Mountain in Yoho NP, British Columbia, Canada

Emerald Peak is a 2701 m mountain summit located in Yoho National Park, in the Canadian Rockies of British Columbia, Canada. Its nearest higher peak is Mount Carnarvon, 1.7 km to the northwest. Both are part of the President Range which is a subset of the Waputik Mountains. Emerald Peak is visible from Emerald Lake, rising 1256 m above the northwest shore. The mountain's name was officially adopted in 1924 when approved by the Geographical Names Board of Canada, in association with Emerald Lake, which in turn was named in 1900 on account of its colour.

==Geology==

Emerald Peak is composed of sedimentary rock laid down during the Cambrian period.
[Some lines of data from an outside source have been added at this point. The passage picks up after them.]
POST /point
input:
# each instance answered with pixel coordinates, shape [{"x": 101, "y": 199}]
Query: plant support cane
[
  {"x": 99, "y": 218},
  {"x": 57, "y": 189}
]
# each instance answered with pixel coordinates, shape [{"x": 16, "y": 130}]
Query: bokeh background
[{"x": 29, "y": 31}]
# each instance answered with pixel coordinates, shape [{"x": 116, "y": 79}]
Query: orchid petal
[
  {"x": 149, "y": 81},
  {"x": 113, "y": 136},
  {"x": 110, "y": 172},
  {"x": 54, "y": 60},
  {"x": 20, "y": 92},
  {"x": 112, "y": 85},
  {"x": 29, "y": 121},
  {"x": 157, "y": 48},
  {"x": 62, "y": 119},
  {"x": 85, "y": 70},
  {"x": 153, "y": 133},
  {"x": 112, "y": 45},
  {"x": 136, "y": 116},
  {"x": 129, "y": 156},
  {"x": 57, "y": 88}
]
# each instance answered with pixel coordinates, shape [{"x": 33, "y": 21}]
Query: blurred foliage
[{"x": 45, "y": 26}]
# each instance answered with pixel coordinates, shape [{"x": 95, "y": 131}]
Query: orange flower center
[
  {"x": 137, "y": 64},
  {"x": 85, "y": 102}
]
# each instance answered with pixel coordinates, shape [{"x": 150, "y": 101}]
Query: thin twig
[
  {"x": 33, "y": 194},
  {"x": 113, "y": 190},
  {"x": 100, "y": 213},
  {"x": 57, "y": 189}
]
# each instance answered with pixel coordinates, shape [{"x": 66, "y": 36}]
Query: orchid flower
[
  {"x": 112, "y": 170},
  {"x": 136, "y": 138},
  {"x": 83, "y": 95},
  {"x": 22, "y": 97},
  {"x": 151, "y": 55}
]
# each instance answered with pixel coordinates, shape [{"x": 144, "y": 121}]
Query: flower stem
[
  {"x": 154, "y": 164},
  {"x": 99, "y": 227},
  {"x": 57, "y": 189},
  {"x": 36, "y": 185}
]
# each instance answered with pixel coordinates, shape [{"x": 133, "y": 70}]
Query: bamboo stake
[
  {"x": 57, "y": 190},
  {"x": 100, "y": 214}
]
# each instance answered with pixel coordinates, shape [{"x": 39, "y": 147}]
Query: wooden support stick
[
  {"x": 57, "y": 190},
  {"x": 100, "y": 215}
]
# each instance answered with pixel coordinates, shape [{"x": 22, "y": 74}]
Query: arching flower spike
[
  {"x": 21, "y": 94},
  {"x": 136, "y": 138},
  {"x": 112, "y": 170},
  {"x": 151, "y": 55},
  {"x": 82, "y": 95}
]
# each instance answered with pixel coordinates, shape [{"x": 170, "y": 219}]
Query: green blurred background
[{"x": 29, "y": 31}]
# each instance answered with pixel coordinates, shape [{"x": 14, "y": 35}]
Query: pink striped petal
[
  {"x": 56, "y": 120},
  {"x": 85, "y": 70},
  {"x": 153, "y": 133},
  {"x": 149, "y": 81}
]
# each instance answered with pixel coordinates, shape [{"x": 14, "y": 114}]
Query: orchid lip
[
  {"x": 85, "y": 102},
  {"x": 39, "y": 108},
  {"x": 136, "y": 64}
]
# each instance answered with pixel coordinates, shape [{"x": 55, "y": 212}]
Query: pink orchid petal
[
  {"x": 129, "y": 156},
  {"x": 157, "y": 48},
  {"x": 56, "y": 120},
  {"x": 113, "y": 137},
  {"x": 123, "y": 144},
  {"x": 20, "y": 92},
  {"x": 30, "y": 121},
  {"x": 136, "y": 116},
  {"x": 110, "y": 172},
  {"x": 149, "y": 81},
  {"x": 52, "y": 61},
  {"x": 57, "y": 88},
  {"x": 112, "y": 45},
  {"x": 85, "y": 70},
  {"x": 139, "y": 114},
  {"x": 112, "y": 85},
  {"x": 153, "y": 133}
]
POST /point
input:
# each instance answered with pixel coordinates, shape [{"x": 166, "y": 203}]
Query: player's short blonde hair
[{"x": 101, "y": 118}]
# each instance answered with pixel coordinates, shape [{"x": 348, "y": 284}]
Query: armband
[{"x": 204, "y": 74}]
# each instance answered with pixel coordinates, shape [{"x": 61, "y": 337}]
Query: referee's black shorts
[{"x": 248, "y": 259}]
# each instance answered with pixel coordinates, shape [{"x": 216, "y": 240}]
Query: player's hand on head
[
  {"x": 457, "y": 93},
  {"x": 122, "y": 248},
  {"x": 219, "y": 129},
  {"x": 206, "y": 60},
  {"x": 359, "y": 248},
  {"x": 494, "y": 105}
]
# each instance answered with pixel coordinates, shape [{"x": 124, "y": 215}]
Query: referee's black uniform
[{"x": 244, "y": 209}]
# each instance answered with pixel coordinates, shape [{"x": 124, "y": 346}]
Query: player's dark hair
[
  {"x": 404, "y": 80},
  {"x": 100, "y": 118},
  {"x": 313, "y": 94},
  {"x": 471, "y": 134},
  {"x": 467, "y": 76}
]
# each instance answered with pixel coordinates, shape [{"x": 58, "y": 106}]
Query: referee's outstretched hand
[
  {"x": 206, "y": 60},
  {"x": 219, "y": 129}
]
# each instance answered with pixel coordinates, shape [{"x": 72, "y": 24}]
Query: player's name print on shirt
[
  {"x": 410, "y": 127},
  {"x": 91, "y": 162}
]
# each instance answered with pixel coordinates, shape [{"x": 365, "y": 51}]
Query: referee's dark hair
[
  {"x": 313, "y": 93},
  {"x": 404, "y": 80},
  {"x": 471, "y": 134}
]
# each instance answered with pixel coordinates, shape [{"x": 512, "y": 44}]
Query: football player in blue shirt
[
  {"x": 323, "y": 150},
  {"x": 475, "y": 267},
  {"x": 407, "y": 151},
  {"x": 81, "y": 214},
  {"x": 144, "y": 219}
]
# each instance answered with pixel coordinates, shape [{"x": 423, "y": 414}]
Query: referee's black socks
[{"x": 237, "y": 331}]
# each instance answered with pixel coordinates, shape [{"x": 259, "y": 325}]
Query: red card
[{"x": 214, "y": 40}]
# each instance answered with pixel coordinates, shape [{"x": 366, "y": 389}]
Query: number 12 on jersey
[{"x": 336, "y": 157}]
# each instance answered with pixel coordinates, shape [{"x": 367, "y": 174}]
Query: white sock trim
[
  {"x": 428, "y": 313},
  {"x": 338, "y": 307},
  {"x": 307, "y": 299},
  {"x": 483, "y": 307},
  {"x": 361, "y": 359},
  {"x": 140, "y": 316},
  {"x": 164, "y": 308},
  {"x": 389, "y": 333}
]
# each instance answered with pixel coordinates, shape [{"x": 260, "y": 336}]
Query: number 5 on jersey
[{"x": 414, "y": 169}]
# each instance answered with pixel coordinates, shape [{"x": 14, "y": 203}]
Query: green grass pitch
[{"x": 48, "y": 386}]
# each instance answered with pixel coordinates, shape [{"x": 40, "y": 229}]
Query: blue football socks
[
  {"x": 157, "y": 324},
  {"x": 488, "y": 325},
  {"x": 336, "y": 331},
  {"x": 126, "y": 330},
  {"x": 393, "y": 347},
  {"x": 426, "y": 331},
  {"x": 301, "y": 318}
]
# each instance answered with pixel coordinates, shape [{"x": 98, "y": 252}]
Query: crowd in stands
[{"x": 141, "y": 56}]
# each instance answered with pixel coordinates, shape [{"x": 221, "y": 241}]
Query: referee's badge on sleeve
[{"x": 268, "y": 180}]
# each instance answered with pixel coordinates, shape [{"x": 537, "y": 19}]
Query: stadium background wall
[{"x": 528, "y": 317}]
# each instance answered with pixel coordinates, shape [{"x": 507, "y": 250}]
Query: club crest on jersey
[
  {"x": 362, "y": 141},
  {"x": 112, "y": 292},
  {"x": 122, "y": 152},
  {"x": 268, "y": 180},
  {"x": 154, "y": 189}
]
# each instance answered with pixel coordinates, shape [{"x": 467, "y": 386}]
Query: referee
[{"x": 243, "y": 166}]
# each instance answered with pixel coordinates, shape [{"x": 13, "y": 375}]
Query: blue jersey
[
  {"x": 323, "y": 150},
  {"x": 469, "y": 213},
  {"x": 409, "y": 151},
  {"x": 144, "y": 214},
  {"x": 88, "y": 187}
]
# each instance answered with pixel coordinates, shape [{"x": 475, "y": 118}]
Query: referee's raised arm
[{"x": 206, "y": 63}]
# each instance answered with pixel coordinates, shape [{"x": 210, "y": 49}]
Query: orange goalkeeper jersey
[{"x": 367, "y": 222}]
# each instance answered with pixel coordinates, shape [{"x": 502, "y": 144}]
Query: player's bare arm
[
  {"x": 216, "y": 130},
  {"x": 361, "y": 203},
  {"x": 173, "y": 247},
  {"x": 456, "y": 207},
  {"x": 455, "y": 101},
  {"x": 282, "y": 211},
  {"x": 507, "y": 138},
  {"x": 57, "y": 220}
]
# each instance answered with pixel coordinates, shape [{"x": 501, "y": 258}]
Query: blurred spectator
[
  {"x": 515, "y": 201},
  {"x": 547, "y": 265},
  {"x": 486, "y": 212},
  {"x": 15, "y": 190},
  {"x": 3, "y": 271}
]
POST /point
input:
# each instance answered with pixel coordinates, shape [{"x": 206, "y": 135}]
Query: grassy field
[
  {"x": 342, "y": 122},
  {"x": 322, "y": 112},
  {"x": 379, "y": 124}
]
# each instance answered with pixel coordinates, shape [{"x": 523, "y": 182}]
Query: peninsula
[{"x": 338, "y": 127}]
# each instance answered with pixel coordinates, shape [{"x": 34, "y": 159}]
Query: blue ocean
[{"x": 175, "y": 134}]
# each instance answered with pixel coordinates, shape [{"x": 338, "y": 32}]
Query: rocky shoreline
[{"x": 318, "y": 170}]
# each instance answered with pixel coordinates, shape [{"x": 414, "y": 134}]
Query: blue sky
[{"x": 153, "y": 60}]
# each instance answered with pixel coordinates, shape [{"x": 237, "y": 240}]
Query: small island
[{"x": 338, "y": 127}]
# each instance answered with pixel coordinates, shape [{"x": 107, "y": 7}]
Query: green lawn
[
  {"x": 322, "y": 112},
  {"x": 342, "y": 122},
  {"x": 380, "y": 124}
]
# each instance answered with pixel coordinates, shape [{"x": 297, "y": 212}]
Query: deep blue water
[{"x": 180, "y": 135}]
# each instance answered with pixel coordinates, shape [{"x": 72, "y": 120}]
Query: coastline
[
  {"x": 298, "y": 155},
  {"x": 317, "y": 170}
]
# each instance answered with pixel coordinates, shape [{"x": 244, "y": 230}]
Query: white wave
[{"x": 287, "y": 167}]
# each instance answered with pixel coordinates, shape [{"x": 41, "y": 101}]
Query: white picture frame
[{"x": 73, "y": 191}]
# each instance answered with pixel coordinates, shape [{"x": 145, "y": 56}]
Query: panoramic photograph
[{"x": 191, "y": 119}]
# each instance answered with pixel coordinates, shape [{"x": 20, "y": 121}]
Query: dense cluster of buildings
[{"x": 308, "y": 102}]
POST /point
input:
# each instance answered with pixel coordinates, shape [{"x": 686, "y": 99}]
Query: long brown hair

Formed in shallow seas, this sedimentary rock was pushed east and over the top of younger rock during the Laramide orogeny.

==Climate==

Based on the Köppen climate classification, Emerald Peak is located in a subarctic climate with cold, snowy winters, and mild summers. Temperatures can drop below −20 °C with wind chill factors below −30 °C. Precipitation runoff from Emerald Peak drains into the Emerald River, which is a tributary of the Kicking Horse River. The months July through September offer the most favorable weather for viewing or climbing Emerald Peak.